Shifting bottlenecks necessitates continuous improvement

Suppose the DC access is at the top of the impairer list, with loss behaviour implicated. Second on the list is WAN access (in a couple of office locations), followed by office WiFi (in one location). Let’s assume that the DC access is upgraded, resulting in score improvements for most locations, but not throughout the whole of the working day. The DC access disappears from the impairer list, but a device in the DC network and the servers now appear in the list, and they are listed above the WAN access and office WiFi. What’s happening? These are examples of the shifting bottlenecks mentioned earlier, arising from uncertain user demand, transitivity of behaviour, and demand migration. In addition, the non-linearity (at the heart of what humans do/don’t notice) can mean the DC access had been partly masking impairment behaviour deeper into the DC infrastructure.

So, fix and forget is simply not fit for purpose. We need a new approach: monitor and improve (continuously). A human experience audit is the first step (quantifying the ROI) on the never-ending journey of continuous improvement.

Which straw broke the camel’s back? In the world of digital infrastructure that’s a continuous question, and the non-linearities of human experience can surface some counter-intuitive outcomes.
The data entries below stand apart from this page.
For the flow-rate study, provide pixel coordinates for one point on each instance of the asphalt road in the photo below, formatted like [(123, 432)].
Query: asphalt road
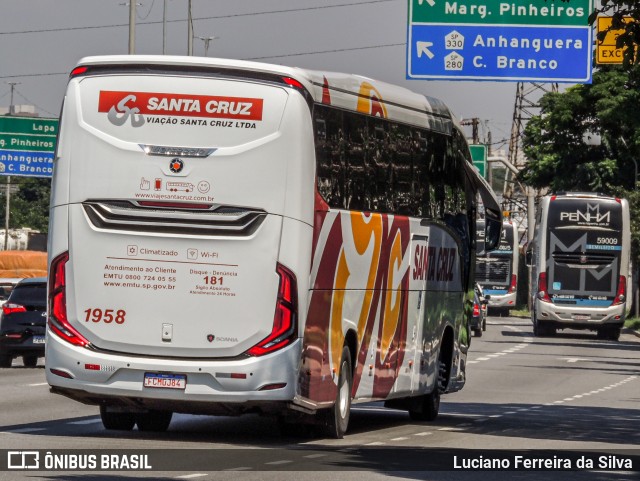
[(565, 396)]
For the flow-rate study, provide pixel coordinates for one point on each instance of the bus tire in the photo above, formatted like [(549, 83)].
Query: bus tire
[(429, 406), (5, 360), (154, 421), (336, 419), (119, 421)]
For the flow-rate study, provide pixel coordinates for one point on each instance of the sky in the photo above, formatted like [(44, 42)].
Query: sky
[(42, 40)]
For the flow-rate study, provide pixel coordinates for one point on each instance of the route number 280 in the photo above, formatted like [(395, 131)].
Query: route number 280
[(105, 315)]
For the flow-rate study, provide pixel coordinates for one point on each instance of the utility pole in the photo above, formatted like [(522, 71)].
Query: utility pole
[(207, 41), (189, 32), (164, 28), (132, 27), (7, 208)]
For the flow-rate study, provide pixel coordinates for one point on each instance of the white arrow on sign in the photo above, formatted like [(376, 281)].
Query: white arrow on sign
[(423, 48)]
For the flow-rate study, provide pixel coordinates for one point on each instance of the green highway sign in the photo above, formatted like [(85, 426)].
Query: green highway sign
[(479, 157), (499, 12), (27, 142), (27, 146)]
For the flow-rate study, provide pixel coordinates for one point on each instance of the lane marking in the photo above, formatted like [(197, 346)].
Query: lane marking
[(25, 430), (86, 421)]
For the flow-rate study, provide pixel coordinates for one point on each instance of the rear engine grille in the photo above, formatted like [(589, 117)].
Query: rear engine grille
[(579, 258), (493, 270), (186, 219)]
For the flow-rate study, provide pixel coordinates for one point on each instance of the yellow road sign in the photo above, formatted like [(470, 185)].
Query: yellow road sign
[(606, 51)]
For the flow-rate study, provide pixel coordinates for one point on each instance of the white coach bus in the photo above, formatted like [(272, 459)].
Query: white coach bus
[(580, 264), (231, 237)]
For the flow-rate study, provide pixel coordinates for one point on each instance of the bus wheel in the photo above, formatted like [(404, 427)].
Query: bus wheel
[(337, 418), (155, 421), (120, 421), (5, 360), (429, 407)]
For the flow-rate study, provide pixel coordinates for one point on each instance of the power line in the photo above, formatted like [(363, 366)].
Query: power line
[(217, 17), (327, 51), (298, 54)]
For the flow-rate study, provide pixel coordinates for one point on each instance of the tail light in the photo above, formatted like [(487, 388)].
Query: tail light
[(285, 320), (622, 289), (543, 294), (58, 322), (12, 309)]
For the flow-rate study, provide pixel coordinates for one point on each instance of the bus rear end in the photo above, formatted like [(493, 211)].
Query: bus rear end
[(181, 205), (497, 270), (584, 259)]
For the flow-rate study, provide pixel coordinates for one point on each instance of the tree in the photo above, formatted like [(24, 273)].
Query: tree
[(30, 204)]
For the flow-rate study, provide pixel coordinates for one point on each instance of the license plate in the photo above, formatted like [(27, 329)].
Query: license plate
[(165, 381)]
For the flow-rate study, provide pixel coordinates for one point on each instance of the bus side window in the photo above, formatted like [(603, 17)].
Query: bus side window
[(356, 154), (330, 159)]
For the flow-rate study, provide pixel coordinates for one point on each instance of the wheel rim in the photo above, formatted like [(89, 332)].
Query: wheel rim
[(344, 392)]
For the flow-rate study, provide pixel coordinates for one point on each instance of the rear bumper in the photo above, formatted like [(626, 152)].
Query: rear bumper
[(579, 317), (117, 379), (502, 300)]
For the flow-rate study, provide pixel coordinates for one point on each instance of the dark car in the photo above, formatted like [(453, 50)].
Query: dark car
[(478, 321), (23, 322)]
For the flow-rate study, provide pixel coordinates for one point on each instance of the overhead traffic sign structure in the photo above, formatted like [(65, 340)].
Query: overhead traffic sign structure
[(606, 51), (538, 40), (479, 158), (27, 146)]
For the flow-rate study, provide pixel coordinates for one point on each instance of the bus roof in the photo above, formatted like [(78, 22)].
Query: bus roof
[(348, 91)]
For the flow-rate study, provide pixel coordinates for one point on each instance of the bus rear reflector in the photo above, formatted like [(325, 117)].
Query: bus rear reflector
[(58, 322), (12, 308), (622, 289), (285, 320), (60, 373), (271, 387)]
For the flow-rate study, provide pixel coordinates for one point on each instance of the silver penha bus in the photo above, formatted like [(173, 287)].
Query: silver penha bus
[(580, 264)]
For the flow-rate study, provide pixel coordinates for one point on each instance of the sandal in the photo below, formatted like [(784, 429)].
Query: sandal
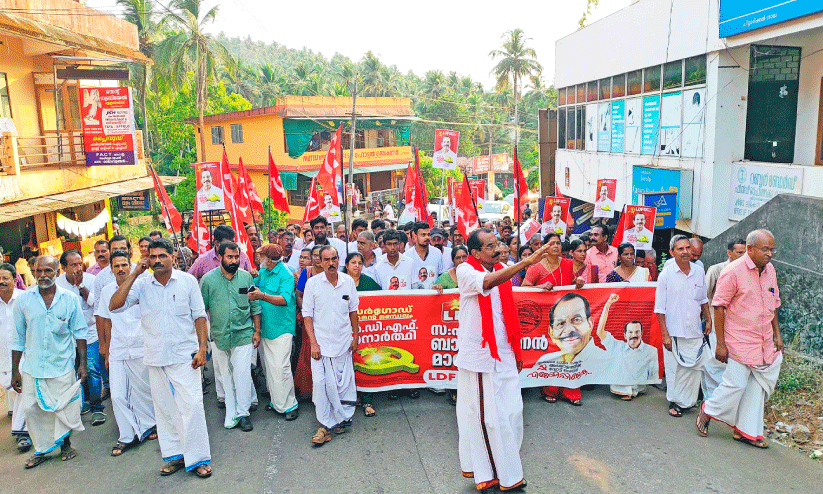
[(171, 467)]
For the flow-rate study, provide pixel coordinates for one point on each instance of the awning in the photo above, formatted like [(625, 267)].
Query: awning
[(39, 205)]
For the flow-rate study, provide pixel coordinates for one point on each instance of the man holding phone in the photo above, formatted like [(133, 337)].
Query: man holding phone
[(235, 329)]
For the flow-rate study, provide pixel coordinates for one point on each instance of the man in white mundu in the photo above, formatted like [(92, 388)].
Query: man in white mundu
[(489, 405), (129, 378)]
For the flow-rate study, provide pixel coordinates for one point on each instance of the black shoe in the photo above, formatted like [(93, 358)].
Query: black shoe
[(245, 424)]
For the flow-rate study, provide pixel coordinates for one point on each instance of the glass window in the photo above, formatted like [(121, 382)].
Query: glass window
[(673, 75), (696, 70), (635, 80), (651, 79), (237, 133), (619, 86), (606, 88)]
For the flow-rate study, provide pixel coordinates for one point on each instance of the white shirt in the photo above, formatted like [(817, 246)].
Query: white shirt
[(679, 296), (471, 355), (329, 307), (403, 270), (126, 334), (433, 264), (7, 330), (167, 314), (87, 305)]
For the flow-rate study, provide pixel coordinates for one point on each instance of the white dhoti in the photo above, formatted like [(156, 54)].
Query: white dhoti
[(333, 390), (276, 358), (740, 398), (15, 401), (688, 355), (490, 425), (131, 398), (235, 375), (178, 408), (52, 408)]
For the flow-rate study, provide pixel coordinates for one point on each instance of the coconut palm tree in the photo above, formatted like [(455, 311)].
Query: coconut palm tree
[(516, 62), (191, 48)]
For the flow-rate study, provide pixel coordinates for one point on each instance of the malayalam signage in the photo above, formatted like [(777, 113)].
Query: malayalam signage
[(754, 185), (108, 125)]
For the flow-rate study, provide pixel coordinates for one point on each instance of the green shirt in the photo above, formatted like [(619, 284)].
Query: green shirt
[(277, 319), (229, 311)]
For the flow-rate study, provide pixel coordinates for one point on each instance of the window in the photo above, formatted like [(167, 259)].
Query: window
[(673, 75), (635, 81), (217, 135), (237, 133), (651, 79), (619, 86), (696, 70)]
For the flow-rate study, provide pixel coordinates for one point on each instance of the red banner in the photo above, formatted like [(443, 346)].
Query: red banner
[(409, 339)]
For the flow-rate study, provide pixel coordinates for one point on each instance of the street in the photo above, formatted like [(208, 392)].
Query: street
[(410, 446)]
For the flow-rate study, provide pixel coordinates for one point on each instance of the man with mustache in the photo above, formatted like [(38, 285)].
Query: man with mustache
[(50, 332), (235, 329), (130, 390), (8, 297), (175, 339)]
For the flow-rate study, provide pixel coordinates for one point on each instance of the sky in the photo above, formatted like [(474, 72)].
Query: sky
[(424, 35)]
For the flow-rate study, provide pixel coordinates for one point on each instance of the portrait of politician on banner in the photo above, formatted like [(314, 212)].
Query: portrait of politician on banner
[(445, 149), (555, 212), (209, 186), (604, 205), (638, 226)]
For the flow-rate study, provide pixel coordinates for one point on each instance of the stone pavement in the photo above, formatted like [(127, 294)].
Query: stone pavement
[(605, 446)]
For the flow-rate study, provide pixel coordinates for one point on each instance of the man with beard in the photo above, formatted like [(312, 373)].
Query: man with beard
[(173, 319), (235, 329), (50, 332), (8, 297), (130, 391)]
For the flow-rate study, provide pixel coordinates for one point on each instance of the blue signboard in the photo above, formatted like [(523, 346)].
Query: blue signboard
[(618, 126), (740, 16), (651, 124), (666, 204)]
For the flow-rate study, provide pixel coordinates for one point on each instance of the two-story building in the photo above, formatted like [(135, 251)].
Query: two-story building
[(298, 130), (49, 195)]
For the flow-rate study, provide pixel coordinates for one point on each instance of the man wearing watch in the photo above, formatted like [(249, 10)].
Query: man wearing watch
[(77, 282)]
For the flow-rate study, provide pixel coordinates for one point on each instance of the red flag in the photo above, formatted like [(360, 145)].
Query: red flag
[(331, 172), (171, 217), (313, 203), (277, 193)]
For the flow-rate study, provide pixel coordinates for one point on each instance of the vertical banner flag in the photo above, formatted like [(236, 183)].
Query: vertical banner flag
[(445, 149), (604, 205), (108, 125)]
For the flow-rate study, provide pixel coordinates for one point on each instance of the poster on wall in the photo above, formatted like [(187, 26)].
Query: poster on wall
[(604, 127), (636, 224), (694, 102), (209, 186), (445, 149), (632, 119), (604, 205), (651, 124), (618, 125), (591, 127), (670, 115), (108, 125)]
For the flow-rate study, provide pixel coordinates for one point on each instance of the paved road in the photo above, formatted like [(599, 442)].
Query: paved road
[(605, 446)]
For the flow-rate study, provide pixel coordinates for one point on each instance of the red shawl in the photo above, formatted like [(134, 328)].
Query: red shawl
[(510, 316)]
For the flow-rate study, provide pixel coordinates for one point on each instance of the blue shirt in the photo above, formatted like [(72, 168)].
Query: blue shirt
[(47, 335)]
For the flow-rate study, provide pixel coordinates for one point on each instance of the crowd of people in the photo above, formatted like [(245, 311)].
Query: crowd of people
[(282, 326)]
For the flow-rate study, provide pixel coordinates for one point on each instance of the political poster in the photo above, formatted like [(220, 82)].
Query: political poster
[(210, 195), (638, 226), (604, 205), (445, 149), (108, 125), (570, 338)]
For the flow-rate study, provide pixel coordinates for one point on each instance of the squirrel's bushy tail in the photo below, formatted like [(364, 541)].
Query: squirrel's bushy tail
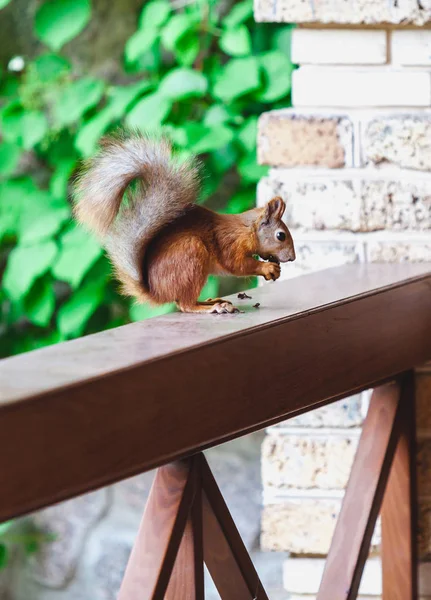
[(166, 187)]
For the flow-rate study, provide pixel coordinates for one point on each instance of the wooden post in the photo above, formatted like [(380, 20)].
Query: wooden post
[(399, 555)]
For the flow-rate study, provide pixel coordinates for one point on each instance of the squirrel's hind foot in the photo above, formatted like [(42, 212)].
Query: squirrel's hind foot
[(216, 306)]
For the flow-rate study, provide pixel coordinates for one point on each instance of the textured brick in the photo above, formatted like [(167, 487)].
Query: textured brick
[(311, 460), (411, 47), (315, 202), (344, 11), (423, 400), (303, 576), (290, 139), (323, 250), (351, 201), (292, 11), (402, 140), (336, 47), (339, 87), (344, 413), (399, 248), (397, 205), (302, 526)]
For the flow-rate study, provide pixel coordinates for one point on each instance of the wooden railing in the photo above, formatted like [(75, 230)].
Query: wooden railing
[(86, 413)]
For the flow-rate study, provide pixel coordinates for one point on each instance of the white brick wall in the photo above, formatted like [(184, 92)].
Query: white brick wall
[(341, 87), (411, 47), (342, 47), (353, 161)]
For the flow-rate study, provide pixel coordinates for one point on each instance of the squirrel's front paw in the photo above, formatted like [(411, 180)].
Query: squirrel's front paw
[(271, 271)]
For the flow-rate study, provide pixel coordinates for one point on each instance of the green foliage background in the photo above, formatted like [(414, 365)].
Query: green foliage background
[(200, 75)]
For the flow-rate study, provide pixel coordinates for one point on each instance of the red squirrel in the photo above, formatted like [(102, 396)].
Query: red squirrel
[(162, 244)]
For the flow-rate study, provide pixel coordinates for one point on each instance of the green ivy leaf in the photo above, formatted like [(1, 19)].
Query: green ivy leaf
[(140, 42), (59, 21), (76, 99), (42, 225), (74, 314), (242, 201), (121, 97), (59, 181), (25, 264), (155, 13), (9, 158), (236, 42), (183, 83), (90, 133), (277, 70), (16, 199), (240, 12), (223, 159), (39, 304), (201, 139), (49, 67), (250, 171), (217, 114), (248, 134), (150, 112), (238, 77), (23, 127), (78, 253), (4, 555), (139, 312), (187, 49), (177, 26)]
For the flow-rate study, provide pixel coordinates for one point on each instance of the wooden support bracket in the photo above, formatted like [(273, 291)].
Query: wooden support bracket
[(186, 521)]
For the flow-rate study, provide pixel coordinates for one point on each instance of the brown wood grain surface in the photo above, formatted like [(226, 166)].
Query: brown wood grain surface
[(225, 554), (160, 535), (364, 494), (399, 511), (83, 414), (187, 578)]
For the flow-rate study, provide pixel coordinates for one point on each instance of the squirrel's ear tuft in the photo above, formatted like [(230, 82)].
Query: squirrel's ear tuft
[(274, 210)]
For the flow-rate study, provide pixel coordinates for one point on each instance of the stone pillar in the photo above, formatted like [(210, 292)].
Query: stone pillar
[(352, 158)]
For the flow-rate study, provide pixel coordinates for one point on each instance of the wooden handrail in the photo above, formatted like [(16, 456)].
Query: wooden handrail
[(82, 414)]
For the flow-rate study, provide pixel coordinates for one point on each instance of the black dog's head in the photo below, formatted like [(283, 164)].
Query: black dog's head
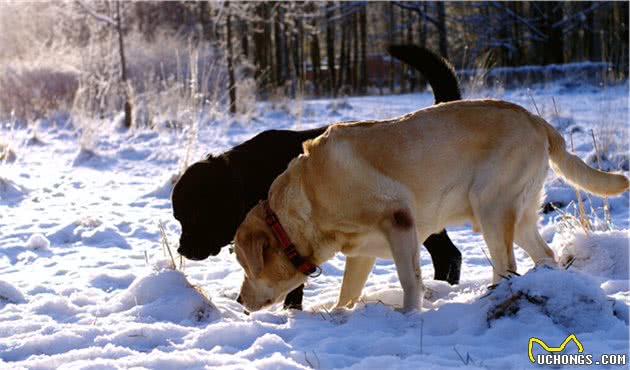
[(205, 202)]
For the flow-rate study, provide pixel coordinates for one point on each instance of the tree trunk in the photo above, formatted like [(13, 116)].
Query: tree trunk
[(123, 68), (442, 29), (330, 48), (315, 60), (390, 39), (231, 82), (355, 53), (364, 62)]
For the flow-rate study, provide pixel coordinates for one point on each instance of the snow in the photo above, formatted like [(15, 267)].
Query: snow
[(86, 283)]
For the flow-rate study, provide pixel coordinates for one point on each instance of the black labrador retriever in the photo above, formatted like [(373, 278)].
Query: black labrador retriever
[(212, 197)]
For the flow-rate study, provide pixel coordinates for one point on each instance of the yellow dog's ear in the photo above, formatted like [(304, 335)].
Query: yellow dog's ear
[(254, 252)]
In fact, it is the reason for structuring Actual Experience’s analytics as a service. Continuous improvement is based on an iterative remediation cycle: monitor - diagnose - upgrade/reconfigure - repeat.

It can be misused of course (audit, fix, and forget), but soon you’ll soon have frustrated staff and customers suffering digital slow time again (and complaining). Why? Today’s digital infrastructures are subject to complex behaviours, arising from uncertain user demand, transitivity of behaviour, demand migration, and the non-linearities at the heart of what humans notice.

One particularly counter-intuitive behaviour in the above example is that the DC access, when looked at using normal time average utilisation metrics, didn’t indicate a problem. This is a common situation: conventional metrics average out the behaviour that humans notice - the evidence seems to be missing.

The need to press on with remediation

Actual Experience’s analytics use the lens of HX scores to build the evidence base, and then to diagnose those shifting impairers. Upgrade/reconfigure the impairers at the top of the list and uncertain user demand, transitivity of behaviour and demand migration will shift the impairments elsewhere. Sometimes a remediation step doesn’t appear to result in any significant score uplift. It is important to press on with the iterative cycle rather than roll back the remediation step: the non-linearities may require the completion of multiple steps before real benefit is noticeable. Over time, applying the iterative cycle results in HX score improvements extending throughout the working day at all locations, and for all services and applications.

Of course, the enterprise environment never stays still. New applications, new users (whether staff, partners or customers), changing business patterns - these all contribute to the moving target of today’s digital supply chains. This is why continuous improvement is essential - HX analytics minimises the amount of time wasted by people waiting for the digital world to respond.